Risk factors for IPV include individual, relationship, community and societal factors. Kling emphasized that these are not causes of or justifications for IPV, and that they may also be risk factors for IPV perpetration.
She also added that household firearm ownership increases the risk for harm and death among victims of IPV.
Physical and psychological symptoms such as headaches, chest pain, STIs, substance use, anxiety and depression may point to IPV, Kling added. IPV may also correlate with pregnancy morbidity and mortality, high-risk sexual behavior and child maltreatment.
How providers frame questions surrounding IPV is important, according to Kling, and they need to ensure that patients feel safe and comfortable to disclose information. “You’re going to want to normalize this,” Kling said. “[Say] something like, ‘You know, there are high rates of intimate partner violence in our community and that impacts everybody.’”
If women report IPV, ensure that they remain safe and have access to resources such as counseling. It is also important to make sure that perpetrators are held accountable, and to keep careful records if the patient decides to pursue legal action.
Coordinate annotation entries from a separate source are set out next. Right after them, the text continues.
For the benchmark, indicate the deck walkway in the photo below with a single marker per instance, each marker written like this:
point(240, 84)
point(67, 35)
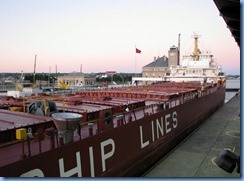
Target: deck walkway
point(196, 156)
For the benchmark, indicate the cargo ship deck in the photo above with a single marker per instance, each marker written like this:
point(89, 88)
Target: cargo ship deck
point(196, 155)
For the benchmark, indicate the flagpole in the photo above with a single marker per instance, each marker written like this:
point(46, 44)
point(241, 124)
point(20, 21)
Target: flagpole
point(135, 60)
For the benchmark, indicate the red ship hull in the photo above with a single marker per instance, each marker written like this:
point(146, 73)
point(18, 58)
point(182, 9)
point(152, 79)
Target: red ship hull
point(126, 150)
However, if patients deny IPV, continue to screen for it in future visits, Kling said.
Another safety concern to screen for is exploitation, such as sex trafficking. Risk factors for sex trafficking include childhood sexual abuse, identifying as LGBT and having been involved in the child welfare system.
To screen for trafficking, make sure to talk to patients one-on-one, inform them about what you are required to report, ask about immediate safety needs and provide resources, Kling explained.
Also, “avoid the rescue fantasy,” she said.
“Many of us went into medicine because we wanted to make a difference and help our patients, but the idea that in a situation like sex trafficking or intimate partner violence, that whatever we say in that short 15-minute visit is going to cure them or get them out of the life or make them safe forever is just not realistic,” Kling said. “So, it doesn’t fall to us to rescue them. It falls to us to screen and identify and share information and resources, and then be there to be a trusted partner in their life.”